Friday, December 22, 2006

Reading as a Writer - A Christmas Carol

Okay, I just had the weirdest experience. I LOVE the Charles Dicken's tale, A Christmas Carol.

To elucidate.... I'm one of those really geeky people who can do comparative analysis about the movie versions based on who starred as Scrooge. There's the Reginald Owen version (1938), the Albert Finney musical version (Scrooge -1970), the definitive Alastair Sims version (1951), etc.

Every so often I return to the book to READ it. This time, I received a visitation from the Ghost of Critique Writers. The ghost who is normally invisible except when you pick up an old favorite to read and he whispers in your ear about how someone could have written something better. Now this is Charles Dickens I'm reading. Right? Widely famed in song and story.

So I curl up to enjoy a good book but as I'm reading through chapter one, I think, "Damn Chuck, what voice is this?" I think it was third person omniscient, but I'm not completely sure. Took me right out of the story. Well, crap.

I push past the Ghost (who is giggling by the way) and keep reading. Well, Dickens digresses maundering about in Scrooge's mind. Okay, keep going. Then I get to a couple of beautifully written paragraphs about the London fog. Though they help to set the tone, these paragraphs in no way advance the story. What are they doing there? Dickens wrote for Londoners. They already knew what the fog was like....

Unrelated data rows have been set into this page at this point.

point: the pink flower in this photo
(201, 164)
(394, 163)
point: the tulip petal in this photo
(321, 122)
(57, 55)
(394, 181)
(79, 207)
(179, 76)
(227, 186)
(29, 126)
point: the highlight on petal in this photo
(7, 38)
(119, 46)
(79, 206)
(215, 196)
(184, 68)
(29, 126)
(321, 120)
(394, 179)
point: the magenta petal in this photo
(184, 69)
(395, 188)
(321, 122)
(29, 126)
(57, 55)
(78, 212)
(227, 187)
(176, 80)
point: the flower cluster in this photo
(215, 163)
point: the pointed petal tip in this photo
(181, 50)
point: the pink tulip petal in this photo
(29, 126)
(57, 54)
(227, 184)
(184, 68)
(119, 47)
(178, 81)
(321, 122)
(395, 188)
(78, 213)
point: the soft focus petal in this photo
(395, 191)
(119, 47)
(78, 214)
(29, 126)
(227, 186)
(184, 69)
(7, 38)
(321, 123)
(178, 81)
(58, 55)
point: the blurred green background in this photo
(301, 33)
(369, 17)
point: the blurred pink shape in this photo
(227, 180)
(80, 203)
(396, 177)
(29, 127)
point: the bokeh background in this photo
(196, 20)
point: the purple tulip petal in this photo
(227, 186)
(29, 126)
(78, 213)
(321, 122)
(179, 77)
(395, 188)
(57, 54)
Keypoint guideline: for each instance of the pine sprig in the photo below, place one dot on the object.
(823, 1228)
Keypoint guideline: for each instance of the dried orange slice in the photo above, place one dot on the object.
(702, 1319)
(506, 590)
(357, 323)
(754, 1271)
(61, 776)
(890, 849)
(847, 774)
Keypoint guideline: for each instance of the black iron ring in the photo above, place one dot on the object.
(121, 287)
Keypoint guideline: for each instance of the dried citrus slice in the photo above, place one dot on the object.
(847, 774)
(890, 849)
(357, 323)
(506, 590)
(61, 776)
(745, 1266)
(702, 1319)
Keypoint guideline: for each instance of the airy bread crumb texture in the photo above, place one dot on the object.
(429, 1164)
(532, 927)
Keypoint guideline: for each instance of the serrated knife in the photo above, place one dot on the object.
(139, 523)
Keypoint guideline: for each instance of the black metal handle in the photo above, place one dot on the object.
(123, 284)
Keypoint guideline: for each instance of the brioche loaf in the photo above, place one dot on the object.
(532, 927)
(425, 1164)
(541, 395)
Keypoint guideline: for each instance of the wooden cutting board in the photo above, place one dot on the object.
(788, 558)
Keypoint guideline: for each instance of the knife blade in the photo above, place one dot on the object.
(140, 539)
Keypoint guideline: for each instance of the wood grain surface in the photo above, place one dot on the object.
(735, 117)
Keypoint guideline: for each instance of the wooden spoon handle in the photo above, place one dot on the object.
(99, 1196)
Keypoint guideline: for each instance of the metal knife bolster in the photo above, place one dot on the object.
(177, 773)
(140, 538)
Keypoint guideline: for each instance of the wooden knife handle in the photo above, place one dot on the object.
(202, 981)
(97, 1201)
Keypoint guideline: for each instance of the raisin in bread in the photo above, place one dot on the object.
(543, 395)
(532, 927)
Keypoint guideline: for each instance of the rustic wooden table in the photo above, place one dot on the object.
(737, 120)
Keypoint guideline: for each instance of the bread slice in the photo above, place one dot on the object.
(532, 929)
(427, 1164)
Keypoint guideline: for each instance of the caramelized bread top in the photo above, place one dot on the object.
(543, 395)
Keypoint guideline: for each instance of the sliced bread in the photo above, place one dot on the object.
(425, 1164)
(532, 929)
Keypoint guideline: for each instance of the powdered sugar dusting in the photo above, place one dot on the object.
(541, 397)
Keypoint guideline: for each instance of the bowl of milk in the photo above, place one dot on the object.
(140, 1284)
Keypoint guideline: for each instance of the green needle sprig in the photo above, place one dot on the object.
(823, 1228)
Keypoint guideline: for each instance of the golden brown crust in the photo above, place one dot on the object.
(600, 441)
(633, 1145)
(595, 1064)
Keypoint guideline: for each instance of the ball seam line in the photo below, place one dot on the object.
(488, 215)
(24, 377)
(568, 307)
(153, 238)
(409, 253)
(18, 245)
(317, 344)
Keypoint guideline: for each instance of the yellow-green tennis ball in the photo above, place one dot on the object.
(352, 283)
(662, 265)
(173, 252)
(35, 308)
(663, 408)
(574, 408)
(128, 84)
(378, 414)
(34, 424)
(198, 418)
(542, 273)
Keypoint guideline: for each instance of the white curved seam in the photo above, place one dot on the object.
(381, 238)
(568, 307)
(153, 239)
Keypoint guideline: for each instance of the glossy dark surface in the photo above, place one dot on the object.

I stopped reading. The Ghost was laughing maniacally by now. I am cursed. Doomed to forever read Dickens like a modern writer. Sigh. I guess I'll just stick to the movies from now on...

Merry Christmas, gov'nor. Merry Christmas!

Saturday, December 16, 2006

Midwestern nice can derail your pitch…

My muse has returned from Tahiti, or the NASCAR race where he was hanging out, and damn he’s horny again, thank god! That’s the good news.

I’ve been working on my story, a query letter, and a synopsis while I get more nervous by the minute. I’m almost ready to pitch my story and I’m scared spitless. I could say something else, but I was trying to be polite. I’ve gotten some wonderful feedback from various critique partners, so I think the story will be ready to go when I am.

Now granted, being this close to pitching something isn’t bad news, but being scared sure is. I’ve never been good at selling myself. I’m one of those people who receives a compliment and says thank you, but…. Maybe it’s the midwestern nice in me.

Midwestern nice? What the hell is that, you ask? I’m sure people in other parts of the country do the self-deprecating thing, but it is dangerously prevalent in the midwest. You always have to defer your good acts, cool thoughts, etc. onto other people.

“Yes, I did think of (whatever cool thing you thought of), but I was inspired by Barney Rubble (or whoever), who was instrumental in making it work.”

Instead of grabbing your own limelight and standing smack in the middle of the warm glow, you tug other people in to share the limelight with you until you get lost in the crowd.
I need to get over it. I’m the first one to step up and say, yeah I screwed up and take the hit myself. But when I should be out there selling my own idea or basking in my own glory, I’m trying to duck and cover like a nuclear explosion would occur if I had the temerity to accept a compliment gracefully.

It’s time to learn to toot my own horn, or whatever other cliche applies.

Like Stuart Smalley used to say on Saturday Night Live,

“I’m good enough. I’m smart enough. And doggone it, people like me.”

Okay, it wasn’t my idea, but I like the sentiment.